Les matelots étaient armés de fusils comme les soldats.
L'un de ces deux pelotons marchait en tête précédé du sergent ; l'autre à l'arrière-garde sous le commandement du lieutenant Crozet.
Au centre marchaient les matelots chargés d'outils et d'effets.
On partit ainsi de la forêt de cèdres au nombre d'à peu près soixante hommes.
Peu à peu les troupes de sauvages se rapprochèrent, silencieuses et menaçantes, sans cependant oser attaquer.
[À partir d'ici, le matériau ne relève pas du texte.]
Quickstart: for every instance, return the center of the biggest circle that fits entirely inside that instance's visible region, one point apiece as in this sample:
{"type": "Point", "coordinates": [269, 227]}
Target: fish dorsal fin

Bientôt elles furent à portée de la voix.
Alors des chefs crièrent insolemment à M. Crozet :
- Takoury maté Marion !
Ce qui voulait dire : Takoury a tué Marion.
Comme, par leur fréquentation avec les sauvages, les matelots étaient à peu près parvenus à entendre leur langue, ils comprirent parfaitement ces paroles.
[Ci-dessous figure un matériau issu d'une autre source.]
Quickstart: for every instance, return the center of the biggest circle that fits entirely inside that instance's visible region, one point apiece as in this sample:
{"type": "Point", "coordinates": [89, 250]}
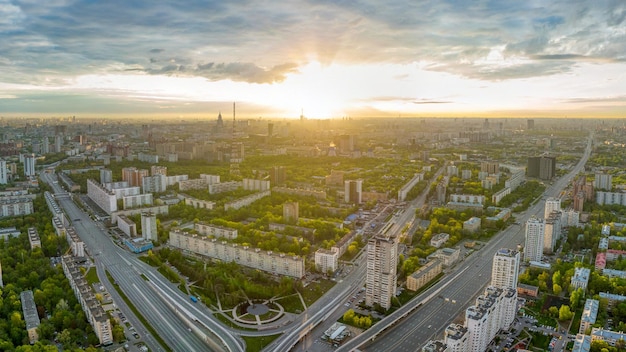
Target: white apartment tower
{"type": "Point", "coordinates": [505, 268]}
{"type": "Point", "coordinates": [148, 226]}
{"type": "Point", "coordinates": [382, 260]}
{"type": "Point", "coordinates": [603, 181]}
{"type": "Point", "coordinates": [29, 165]}
{"type": "Point", "coordinates": [533, 248]}
{"type": "Point", "coordinates": [552, 204]}
{"type": "Point", "coordinates": [4, 173]}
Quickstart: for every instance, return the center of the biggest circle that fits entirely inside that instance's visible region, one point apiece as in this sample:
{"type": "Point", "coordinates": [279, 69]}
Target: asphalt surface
{"type": "Point", "coordinates": [177, 320]}
{"type": "Point", "coordinates": [449, 298]}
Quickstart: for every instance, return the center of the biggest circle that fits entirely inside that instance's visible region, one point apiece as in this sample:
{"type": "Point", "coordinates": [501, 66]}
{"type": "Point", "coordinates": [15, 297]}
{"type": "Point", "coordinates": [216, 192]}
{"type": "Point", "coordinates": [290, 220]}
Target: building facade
{"type": "Point", "coordinates": [424, 275]}
{"type": "Point", "coordinates": [505, 268]}
{"type": "Point", "coordinates": [274, 263]}
{"type": "Point", "coordinates": [381, 278]}
{"type": "Point", "coordinates": [533, 247]}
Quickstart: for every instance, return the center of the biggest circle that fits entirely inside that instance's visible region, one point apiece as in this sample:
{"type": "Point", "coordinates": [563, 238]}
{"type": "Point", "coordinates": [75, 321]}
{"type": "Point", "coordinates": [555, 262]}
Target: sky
{"type": "Point", "coordinates": [319, 58]}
- Mes amis, dit le lieutenant, comme je connais l'amour que vous portiez au capitaine, j'ai voulu vous cacher sa mort le plus longtemps possible.
Maintenant, ne vous inquiétez point de ce que disent les sauvages.
Leur but est évidemment de nous effrayer, de nous séparer les uns des autres par la terreur et de nous massacrer séparément. Qu'il n'en soit pas ainsi. Marchons droit et serrés ! Une fois à la chaloupe nous sommes sauvés.
- Mais le capitaine ? murmura d'une voix sourde le quartier-maître.
- Soyez tranquilles, répondit M.Crozet, le capitaine sera vengé, je vous le promets.
Et toute la troupe continua son chemin, sans laisser voir aux sauvages qu'elle eût rien appris de nouveau.
On fit ainsi deux lieues en silence, l’oeil au guet, deux lieues pendant lesquelles on s'attendait à chaque instant à être attaqué par les sauvages.
Mais au grand étonnement du lieutenant, ceux-ci se contentèrent de suivre sa troupe, en répétant de temps en temps d'un air de triomphe ces terribles paroles, qui sonnaient comme une cloche funèbre aux oreilles des matelots :
- Takoury maté Marion !
Le lieutenant l'avait dit, le capitaine Marion était adoré de ses hommes.
Parmi ces hommes il y avait d'excellents tireurs, sûrs de mettre leur balle, à cent pas, dans le fond d'un chapeau.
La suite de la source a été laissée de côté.